Initiative, courage, et solidarité sont quelques uns des mots clefs de cet
évènement. C’est pourquoi des associations de femmes juives de par le monde,
sous l’égide de l’ICAR, ont choisi ce jour du « jeûne d’Esther » pour
exprimer leur solidarité avec les femmes «agounot» - ces femmes à qui
les maris refusent de donner le «guet» c'est à dire le divorce
religieux. Car, en la matière, la loi juive se caractérise par une double
asymétrie. La première est que seuls les maris sont habilités à octroyer le
« guet », et durant cette période d’attente qui peut parfois durer
des années, les femmes sont « ancrées » dans leur statut de femme
mariée. Ce qui incombe, contrairement aux
hommes et c’est là la seconde asymétrie, qu’elles ne peuvent avoir d’autres
relations sous peine d’adultère et au risque que les enfants nés de ces relations
soient des enfants « illégitimes » (mamzérim).

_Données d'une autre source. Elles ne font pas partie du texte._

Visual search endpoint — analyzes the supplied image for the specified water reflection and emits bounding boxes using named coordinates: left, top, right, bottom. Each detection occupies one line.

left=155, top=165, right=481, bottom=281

Tout le long de l’histoire, les rabbins ont trouvé des solutions à de nombreux problèmes. Il est plus que temps maintenant qu’ils mettent un terme à des situations douloureuses qui touchent des milliers de femmes juives dans le monde (voir pour la France la conférence filmée sur mon enquête pour la WIZO). Ces solutions existent, le «prenuptial agrement » ou accord prenuptial pourrait être l’une d’entre elles (voir à ce sujet la conférence filmé « Guet et Agouna, quelle liberté pour la femme ? », la table ronde avec Maitre Annie Dreyfus, Janine Elkouby et Liliane Vana, organisée en février 07 au Centre Communautaire de Paris ainsi que mon dernier article dans l’Arche n° 598, mars 08). Il faut, pour que ces solutions se mettent en place, que d’une part, les communautés juives soient amplement sensibilisées et que d’autre part, les plus hautes autorités rabbiniques aient la volonté d’un consensus à ce sujet !
Je pense aujourd’hui à toutes ces femmes que je connais ou non et qui
attendent d’être délivrées, de pouvoir tourner la page et d’aller enfin chacune à leur vie délestée de ce poids.